November 17, 2021

Man set to die by lethal injection Wednesday in 2010 torture, death of his wife

Therese Apel

David Neal Cox, scheduled for execution Nov. 17, 2021.
Kim Cox and her daughter Lindsey Kirk, when Lindsey was an infant. (Photo Courtesy: The Daily Journal)

David Neal Cox’s stepdaughter, whom he sexually assaulted 11 years ago as her mother lay dying, will be in the audience to watch him die tonight.

Cox, now 50, shot his wife Kim Kirk Cox, letting her bleed to death slowly while he sexually assaulted her 12-year-old daughter Lindsey in front of her as she died. It was done to make a point because Kim Cox had pressed charges after finding out he’d been molesting the girl for years when she was out of their home in Sherman.

According to the Associated Press, Lindsey disclosed the abuse to her mother by text message while staying with her grandparents in the summer of 2009. David Cox was arrested as a result. He was charged with statutory rape, sexual battery, child abuse and possession of methamphetamine.

Cox was then was released in April 2010 without standing trial. The Associated Press reports that Kim Cox then was granted a restraining order against her estranged husband, so she moved with her children to her sister’s home.
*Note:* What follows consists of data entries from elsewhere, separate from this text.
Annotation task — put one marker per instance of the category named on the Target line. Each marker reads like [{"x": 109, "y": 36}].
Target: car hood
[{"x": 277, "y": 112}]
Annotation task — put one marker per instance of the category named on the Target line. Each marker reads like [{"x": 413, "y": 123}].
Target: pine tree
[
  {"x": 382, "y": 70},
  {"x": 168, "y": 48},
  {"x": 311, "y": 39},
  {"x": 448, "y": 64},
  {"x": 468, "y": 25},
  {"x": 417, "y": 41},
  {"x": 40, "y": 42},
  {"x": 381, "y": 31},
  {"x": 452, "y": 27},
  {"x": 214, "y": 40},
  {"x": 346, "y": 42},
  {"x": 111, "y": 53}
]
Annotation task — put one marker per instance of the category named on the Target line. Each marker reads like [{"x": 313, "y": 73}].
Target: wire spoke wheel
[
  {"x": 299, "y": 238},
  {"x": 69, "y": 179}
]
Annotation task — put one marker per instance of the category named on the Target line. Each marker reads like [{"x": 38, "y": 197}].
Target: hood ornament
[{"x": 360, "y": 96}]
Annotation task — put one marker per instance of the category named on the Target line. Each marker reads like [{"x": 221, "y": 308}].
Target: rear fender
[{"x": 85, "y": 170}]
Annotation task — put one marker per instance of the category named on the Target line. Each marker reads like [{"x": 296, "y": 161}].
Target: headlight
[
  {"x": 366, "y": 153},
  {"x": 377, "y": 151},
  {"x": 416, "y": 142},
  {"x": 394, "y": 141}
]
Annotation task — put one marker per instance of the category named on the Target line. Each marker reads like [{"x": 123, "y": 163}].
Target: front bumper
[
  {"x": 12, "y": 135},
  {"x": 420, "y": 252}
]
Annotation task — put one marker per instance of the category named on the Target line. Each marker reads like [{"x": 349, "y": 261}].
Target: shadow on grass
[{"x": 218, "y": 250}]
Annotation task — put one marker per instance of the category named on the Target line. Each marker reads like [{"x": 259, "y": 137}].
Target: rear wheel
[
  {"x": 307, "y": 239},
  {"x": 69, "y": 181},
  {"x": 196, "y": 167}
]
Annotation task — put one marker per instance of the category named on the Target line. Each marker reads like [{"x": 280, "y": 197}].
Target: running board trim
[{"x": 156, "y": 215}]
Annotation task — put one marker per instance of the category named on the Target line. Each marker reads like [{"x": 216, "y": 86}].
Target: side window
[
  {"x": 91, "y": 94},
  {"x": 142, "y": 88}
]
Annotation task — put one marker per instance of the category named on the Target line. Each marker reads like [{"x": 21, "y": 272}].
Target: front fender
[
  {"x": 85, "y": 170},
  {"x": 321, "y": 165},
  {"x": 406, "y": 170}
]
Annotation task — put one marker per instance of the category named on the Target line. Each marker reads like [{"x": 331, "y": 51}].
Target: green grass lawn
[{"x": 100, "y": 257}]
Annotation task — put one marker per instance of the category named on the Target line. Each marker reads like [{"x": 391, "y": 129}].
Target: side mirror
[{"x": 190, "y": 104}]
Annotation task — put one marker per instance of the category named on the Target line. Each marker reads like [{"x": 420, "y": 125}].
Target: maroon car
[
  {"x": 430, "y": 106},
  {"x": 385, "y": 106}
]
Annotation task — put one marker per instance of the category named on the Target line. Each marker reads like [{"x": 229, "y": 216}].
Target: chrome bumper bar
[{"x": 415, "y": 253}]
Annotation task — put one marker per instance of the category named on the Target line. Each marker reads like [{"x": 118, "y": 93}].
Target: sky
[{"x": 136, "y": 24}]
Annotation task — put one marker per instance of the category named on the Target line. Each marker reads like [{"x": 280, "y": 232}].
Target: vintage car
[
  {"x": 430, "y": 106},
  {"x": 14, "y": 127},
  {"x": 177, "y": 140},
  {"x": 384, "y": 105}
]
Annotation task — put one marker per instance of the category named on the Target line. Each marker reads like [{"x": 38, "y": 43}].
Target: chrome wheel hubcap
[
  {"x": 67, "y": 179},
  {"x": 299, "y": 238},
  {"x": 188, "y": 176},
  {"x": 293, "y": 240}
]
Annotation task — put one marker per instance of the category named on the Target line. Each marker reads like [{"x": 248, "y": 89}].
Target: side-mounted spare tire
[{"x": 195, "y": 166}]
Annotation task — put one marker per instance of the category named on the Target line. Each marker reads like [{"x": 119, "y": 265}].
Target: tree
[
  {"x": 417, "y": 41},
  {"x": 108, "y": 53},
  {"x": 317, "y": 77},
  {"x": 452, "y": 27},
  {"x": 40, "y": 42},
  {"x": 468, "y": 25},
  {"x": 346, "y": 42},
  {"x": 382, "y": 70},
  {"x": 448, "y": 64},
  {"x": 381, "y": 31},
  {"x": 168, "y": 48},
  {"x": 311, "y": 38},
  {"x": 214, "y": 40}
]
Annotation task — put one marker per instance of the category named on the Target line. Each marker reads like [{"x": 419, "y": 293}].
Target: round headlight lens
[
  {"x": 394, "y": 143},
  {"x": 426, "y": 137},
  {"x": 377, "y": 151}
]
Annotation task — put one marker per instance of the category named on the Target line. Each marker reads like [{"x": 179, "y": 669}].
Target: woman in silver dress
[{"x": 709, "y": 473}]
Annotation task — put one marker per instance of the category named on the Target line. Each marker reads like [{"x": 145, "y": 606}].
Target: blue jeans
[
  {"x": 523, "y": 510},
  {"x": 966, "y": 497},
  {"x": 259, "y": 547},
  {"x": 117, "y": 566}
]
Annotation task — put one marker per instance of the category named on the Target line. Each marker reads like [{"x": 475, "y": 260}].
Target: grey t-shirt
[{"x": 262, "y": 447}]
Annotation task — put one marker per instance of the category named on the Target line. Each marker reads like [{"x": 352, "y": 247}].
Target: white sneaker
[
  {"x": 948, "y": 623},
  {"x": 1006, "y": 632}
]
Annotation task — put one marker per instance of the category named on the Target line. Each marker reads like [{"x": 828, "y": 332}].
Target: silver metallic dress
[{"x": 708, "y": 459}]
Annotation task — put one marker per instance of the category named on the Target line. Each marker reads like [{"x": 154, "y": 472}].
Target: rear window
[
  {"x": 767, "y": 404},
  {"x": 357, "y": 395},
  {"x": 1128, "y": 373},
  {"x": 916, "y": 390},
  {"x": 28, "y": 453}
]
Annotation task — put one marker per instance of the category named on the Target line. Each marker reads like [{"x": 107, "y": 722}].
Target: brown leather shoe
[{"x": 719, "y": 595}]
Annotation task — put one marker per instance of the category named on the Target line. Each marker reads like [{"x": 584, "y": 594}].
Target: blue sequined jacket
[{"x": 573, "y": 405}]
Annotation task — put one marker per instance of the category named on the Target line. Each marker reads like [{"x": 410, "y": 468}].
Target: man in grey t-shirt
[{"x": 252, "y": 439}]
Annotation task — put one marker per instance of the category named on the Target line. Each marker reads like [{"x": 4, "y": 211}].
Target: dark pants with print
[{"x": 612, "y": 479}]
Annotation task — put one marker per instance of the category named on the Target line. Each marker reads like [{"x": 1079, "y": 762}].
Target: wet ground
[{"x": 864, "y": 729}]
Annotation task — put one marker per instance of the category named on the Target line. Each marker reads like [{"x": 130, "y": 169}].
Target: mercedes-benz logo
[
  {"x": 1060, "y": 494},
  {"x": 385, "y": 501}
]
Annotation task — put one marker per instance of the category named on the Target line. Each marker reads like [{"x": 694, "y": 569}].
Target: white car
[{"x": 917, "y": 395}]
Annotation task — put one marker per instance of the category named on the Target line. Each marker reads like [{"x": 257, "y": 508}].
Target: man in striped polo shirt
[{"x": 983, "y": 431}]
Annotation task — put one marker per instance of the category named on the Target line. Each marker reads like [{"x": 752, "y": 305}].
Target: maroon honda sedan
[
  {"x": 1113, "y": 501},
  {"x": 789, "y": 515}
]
That’s where Cox found her on the day she died. He shot his way into the home. Kim’s sister Kristie Salmon was able to grab one of Kim’s sons and escape to a neighbor’s house. As police tried to talk them out, Cox kept Kim and the two children hostage for eight hours. Kim Cox was dead when they finally ended the standoff.

Recently Cox stopped fighting the death penalty, rescinded his appeals, and asked the court to allow the process to carry through. In his filings, he referred to himself as “worthy of death.”

Cox is scheduled to die by lethal injection tonight at 6 p.m. at the Mississippi State Penitentiary at Parchman.

Lindsey Kirk spoke to the press for the first time last week in an extended interview with the Daily Journal. Darkhorse Press usually does not identify the victims of sexual assault.

“I’m not ashamed to talk about it,” she told the Daily Journal. “It’s my life. I lived it.”

Governor Tate Reeves has announced will not be granting clemency or delaying the execution, even though family members suspect him in the 2007 disappearance of his sister in law, Felicia Cox. Groups such as Death Penalty Action and The Action Network have petitioned to have the execution overturned, calling the execution “State-sponsored suicide.”

Cox pleaded guilty in 2012 to capital murder in the shooting death of Kim Cox, and to several other charges including the sexual assault of his stepdaughter. He was given the death penalty.

That same year, six executions were scheduled. Cox’s will mark the first in Mississippi in nine years.

“I don’t think it will bring any closure. I don’t think I could ever forgive him for what he did,” Kirk told the Daily Journal. “He took a lot from all of us. But I don’t want to hate him for it.”